4ir-helps-ksa-become-a-global-hub-for-new-drone-technology

4IR helps KSA become a global hub for new drone technology

4IR helps KSA become a global hub for new drone technology

70 opportunities for the Kingdom to apply 4IR: artificial intelligence (AI), the Internet of Things (IoT), blockchain, government data systems, and smart cities such as NEOM

Saudi Arabia has the potential to become a global center for new drone technology under plans being undertaken by the recently launched Fourth Industrial Revolution Center (4IR) in Riyadh in partnership with the World Economic Forum (WEF).

The center’s director, Mansour Alsaleh, told Arab News that heavy-duty drone technology had been prioritized by the Kingdom as one of the 4IR projects. “Saudi Arabia has the potential to become a leading country in developing a regulatory framework for heavy-duty drones. It can stay ahead of the rest of the world,” he said.

Heavylift drone technology is at a stage that requires more sophisticated regulatory frameworks, not only in the Kingdom but globally, these are the General Authority of Civil Aviation, Saudi Arabia, the Ministry of Transport, and Saudi Aramco. “The applications are endless,” says Alsaleh.

Advanced drones are being used to provide vaccines in Africa during the pandemic process, and American drone makers are accelerating efforts to transport heavy cargo (up to 500 kg, depending on technology) to inaccessible locations increase. Improving the Kingdom’s logistical infrastructure has been identified as a priority area of ​​the Vision 2030 strategy, and drones are seen as a major means of strengthening existing transportation systems.

“By integrating these two mutually supportive elements of regulatory reform and pilot testing, Saudi Arabia can become a model for other parts of the world while supporting its own industrial development and social goals. “WEF is co-authored by Arsale.

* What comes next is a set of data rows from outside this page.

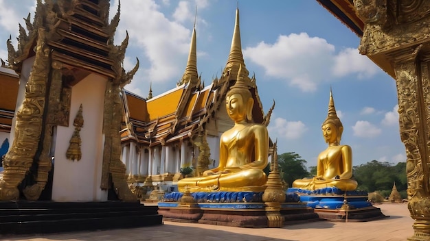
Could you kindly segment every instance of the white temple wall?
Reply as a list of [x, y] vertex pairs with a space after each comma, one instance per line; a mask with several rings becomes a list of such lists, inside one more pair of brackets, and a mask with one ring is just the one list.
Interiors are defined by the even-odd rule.
[[30, 74], [33, 68], [33, 63], [36, 56], [29, 58], [23, 62], [23, 68], [21, 69], [21, 77], [19, 79], [19, 87], [18, 88], [18, 95], [16, 97], [16, 105], [15, 105], [15, 114], [12, 119], [12, 127], [10, 128], [10, 136], [9, 138], [9, 144], [12, 146], [14, 142], [15, 134], [15, 125], [16, 124], [16, 113], [21, 110], [23, 105], [23, 101], [25, 97], [25, 85], [28, 82]]
[[[3, 151], [8, 151], [9, 149], [10, 148], [10, 146], [12, 146], [10, 136], [10, 134], [8, 132], [0, 132], [0, 162], [1, 162], [1, 156], [5, 154], [5, 153], [3, 153]], [[9, 143], [9, 145], [8, 146], [8, 150], [6, 150], [5, 149], [3, 150], [3, 144], [5, 140], [6, 140], [6, 139], [8, 139], [8, 143]]]
[[[103, 157], [103, 112], [106, 77], [91, 74], [72, 88], [69, 127], [58, 126], [55, 150], [52, 200], [104, 201], [107, 191], [100, 189]], [[80, 131], [82, 159], [67, 160], [66, 152], [75, 130], [73, 120], [82, 105], [84, 125]]]
[[222, 133], [219, 133], [219, 136], [207, 136], [206, 138], [206, 141], [207, 141], [207, 144], [209, 144], [209, 148], [210, 148], [210, 157], [211, 160], [215, 160], [215, 165], [214, 165], [214, 162], [212, 161], [209, 164], [210, 168], [214, 168], [218, 166], [218, 164], [219, 163], [220, 159], [220, 137]]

Alsaleh has identified 70 opportunities for the Kingdom to apply 4IR technology: artificial intelligence (AI), the Internet of Things (IoT), blockchain, government data systems, and “smart cities such as NEOM.”

Each potential project went through four stages, he explained: Framework development in collaboration with other stakeholders. Prototyping and testing. Scale-up within the regulatory framework.

At a recent two-day event from Riyadh to celebrate the opening of the 4IR Center, many speakers emphasized the need for partnerships between the government and other parts of the economy and society. Arsale strengthened that view. “We are looking for an ecosystem that involves the public and regulatory sectors in addition to private industry, research, and academia, which is the right blending of these areas,” he said.

One of the challenges was to identify the technology early and develop it further through the “sandboxing” and testing phases, even if the regulatory framework was fully developed. “Sometimes you just have to take risks,” he said. Some experts have warned of challenges related to rapid technology development, such as vulnerability to cyber-attacks and concerns about data privacy, but Alsaleh is confident that these issues can be resolved and overcome. Was there.

“There is no single recipe to solve these challenges. We need to tackle them one by one. But if we focus more on the benefits of 4IR technology, we can overcome them. It helps. We need to minimize the risks of emerging technologies, “he says.

According to Arsale, the impact of 4IR technology extends to all aspects of human social and economic activity. “You can’t limit yourself to a particular sector. It’s everywhere. If you’re not keeping up with the pace and you’re an early adopter, you’re lagging behind,” he explained, with the “exploration” phase of the 4IR project. He emphasized the need to balance the “utilization” phase. But he said that IoT and AI technologies have great market value and can be used in several different applications. “You never know what will shape the future,” he said.

There were also important areas where 4IR technology could be used in climate change campaigns. “We have a circular carbon economy initiative. To achieve the transition to clean energy, 4IR needs to be at the center of it,” Alsaleh said.

Advanced technology is essential to tackle the major problems posed by the pandemic, and some changes, such as remote work via virtual communication systems, could become a permanent feature of the post-pandemic world. I have.

Saudi Arabia is one of the 13 centers of 4IR around the world, and Alsaleh said its benefits will impact the world.